Agreed, that's tedious.  In a real system, the code above should be
encapsulated in a module providing better abstractions and user
configuration, but it would be a pretty thin layer.  There's nothing
at all interesting about that program, it's a mere script.

 > POSIX locale is designed to take care of the common case, and this
 > happens to be at the expense of the special case.

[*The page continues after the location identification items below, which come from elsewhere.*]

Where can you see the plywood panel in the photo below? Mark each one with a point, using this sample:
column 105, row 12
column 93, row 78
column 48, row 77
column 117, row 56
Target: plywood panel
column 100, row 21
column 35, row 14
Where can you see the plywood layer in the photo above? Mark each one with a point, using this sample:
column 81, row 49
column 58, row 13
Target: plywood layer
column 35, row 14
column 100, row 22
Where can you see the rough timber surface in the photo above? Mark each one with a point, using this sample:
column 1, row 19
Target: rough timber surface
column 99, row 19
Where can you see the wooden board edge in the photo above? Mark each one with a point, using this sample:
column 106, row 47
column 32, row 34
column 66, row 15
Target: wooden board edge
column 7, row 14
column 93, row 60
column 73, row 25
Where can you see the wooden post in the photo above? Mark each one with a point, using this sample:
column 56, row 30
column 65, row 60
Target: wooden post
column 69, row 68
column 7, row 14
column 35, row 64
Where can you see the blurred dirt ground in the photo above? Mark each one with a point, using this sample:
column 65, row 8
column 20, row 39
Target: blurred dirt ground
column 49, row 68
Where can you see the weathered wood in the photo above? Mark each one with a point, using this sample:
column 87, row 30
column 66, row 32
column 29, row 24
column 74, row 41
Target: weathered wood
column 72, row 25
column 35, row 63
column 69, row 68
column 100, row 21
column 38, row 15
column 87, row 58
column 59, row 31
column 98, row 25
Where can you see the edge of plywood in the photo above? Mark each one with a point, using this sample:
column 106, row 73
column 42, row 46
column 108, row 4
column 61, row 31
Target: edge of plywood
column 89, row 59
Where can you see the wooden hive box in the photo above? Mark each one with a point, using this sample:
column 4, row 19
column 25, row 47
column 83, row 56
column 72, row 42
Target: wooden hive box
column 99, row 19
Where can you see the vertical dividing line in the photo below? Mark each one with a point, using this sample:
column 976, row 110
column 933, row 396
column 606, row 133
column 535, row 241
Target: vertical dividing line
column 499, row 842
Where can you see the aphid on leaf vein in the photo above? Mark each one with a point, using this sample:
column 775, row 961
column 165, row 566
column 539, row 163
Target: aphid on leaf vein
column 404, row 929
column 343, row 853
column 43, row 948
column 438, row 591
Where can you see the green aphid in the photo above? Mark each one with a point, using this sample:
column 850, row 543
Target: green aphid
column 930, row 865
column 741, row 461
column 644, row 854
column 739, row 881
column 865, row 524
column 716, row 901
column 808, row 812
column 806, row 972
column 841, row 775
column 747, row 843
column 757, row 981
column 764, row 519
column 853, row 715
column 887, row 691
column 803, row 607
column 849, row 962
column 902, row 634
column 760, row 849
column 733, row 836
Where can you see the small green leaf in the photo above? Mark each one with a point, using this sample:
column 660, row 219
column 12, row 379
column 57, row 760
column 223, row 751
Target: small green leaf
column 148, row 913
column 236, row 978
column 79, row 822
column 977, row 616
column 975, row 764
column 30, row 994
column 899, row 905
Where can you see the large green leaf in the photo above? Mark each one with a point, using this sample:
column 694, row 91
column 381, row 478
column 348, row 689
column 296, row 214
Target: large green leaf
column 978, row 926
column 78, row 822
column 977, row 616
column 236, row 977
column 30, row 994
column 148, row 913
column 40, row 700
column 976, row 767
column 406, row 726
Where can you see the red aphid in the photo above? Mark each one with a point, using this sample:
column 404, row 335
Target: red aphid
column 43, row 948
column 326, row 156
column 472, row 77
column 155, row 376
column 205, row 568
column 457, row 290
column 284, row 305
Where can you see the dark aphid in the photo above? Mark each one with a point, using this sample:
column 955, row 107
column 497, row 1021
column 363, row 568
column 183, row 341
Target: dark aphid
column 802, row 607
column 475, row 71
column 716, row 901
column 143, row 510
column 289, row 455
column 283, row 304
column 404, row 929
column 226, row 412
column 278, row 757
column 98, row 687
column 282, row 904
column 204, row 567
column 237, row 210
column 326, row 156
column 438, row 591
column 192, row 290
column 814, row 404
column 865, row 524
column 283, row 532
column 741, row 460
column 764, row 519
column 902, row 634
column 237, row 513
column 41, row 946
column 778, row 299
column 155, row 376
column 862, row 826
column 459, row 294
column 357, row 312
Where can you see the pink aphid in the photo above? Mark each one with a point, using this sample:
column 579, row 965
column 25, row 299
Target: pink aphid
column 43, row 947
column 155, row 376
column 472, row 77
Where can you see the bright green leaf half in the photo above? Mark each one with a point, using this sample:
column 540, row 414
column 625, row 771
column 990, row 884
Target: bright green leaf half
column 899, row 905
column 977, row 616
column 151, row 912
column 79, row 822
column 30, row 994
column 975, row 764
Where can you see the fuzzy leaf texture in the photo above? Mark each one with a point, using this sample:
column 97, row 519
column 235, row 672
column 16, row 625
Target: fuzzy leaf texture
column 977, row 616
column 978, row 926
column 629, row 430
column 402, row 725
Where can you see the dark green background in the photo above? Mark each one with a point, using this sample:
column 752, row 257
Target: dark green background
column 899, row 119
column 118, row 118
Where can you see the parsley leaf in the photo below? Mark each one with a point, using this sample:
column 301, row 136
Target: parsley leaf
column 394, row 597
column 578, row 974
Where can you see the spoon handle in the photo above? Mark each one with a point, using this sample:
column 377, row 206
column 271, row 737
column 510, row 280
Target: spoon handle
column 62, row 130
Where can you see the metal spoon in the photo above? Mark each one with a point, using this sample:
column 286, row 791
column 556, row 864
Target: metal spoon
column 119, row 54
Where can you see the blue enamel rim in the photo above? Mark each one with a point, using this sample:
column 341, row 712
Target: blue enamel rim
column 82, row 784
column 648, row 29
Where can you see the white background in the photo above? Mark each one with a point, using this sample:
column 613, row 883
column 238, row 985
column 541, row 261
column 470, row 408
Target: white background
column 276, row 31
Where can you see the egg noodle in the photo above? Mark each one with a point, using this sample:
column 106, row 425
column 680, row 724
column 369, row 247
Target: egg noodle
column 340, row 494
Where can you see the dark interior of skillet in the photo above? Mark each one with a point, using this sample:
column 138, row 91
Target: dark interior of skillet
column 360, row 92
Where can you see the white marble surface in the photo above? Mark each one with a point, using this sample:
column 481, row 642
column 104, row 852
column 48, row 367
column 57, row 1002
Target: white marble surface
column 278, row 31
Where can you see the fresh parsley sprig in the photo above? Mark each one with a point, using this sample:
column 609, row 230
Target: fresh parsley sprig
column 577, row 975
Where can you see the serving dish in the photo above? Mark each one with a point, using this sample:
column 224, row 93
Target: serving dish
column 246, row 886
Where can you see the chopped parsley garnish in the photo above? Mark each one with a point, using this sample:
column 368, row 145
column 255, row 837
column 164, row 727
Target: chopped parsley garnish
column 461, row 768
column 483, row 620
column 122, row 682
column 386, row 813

Well, yes, but there's nobody with a good word to say for POSIX
locales.  They just don't win on any grounds, except that they're
universally available on *nix systems.  (OTOH, I was privileged to
read the CDIS version of ISO 10646 a few days ago.  It used to be a
reasonable standalone standard, not as detailed as Unicode but good
enough for the purpose of providing a registry for the universal
character set's repertoire.  Now they've turned it into a partial copy
of the Unicode standard written in really bad English with an emoticon
block (character sources: NTT Docomo, Softbank, and KDDI/Au -- how
friggin' embarrassing!) *sigh*  When will they ever learn?  POSIX is
at least better than that.)

 > I do not know of any applications that change locale settings like
 > this.

I do.  Any application that wants to use XIM in a multilingual fashion
needs to reset locale every time it sets a new language.  There's a
reason why XIM (a) was primarily used for localization rather than
multilingual apps and (b) today is best known as a colleague of the
dodo bird.

 > Applications that make use of multiple languages tend to
 > control the fonts themselves.

Unlike conforming to the XIM protocol, changing fonts is easy to do
any way you like, and fontconfig even makes it reasonably easy to make
language-specific configurations for abstract fonts (like "serif").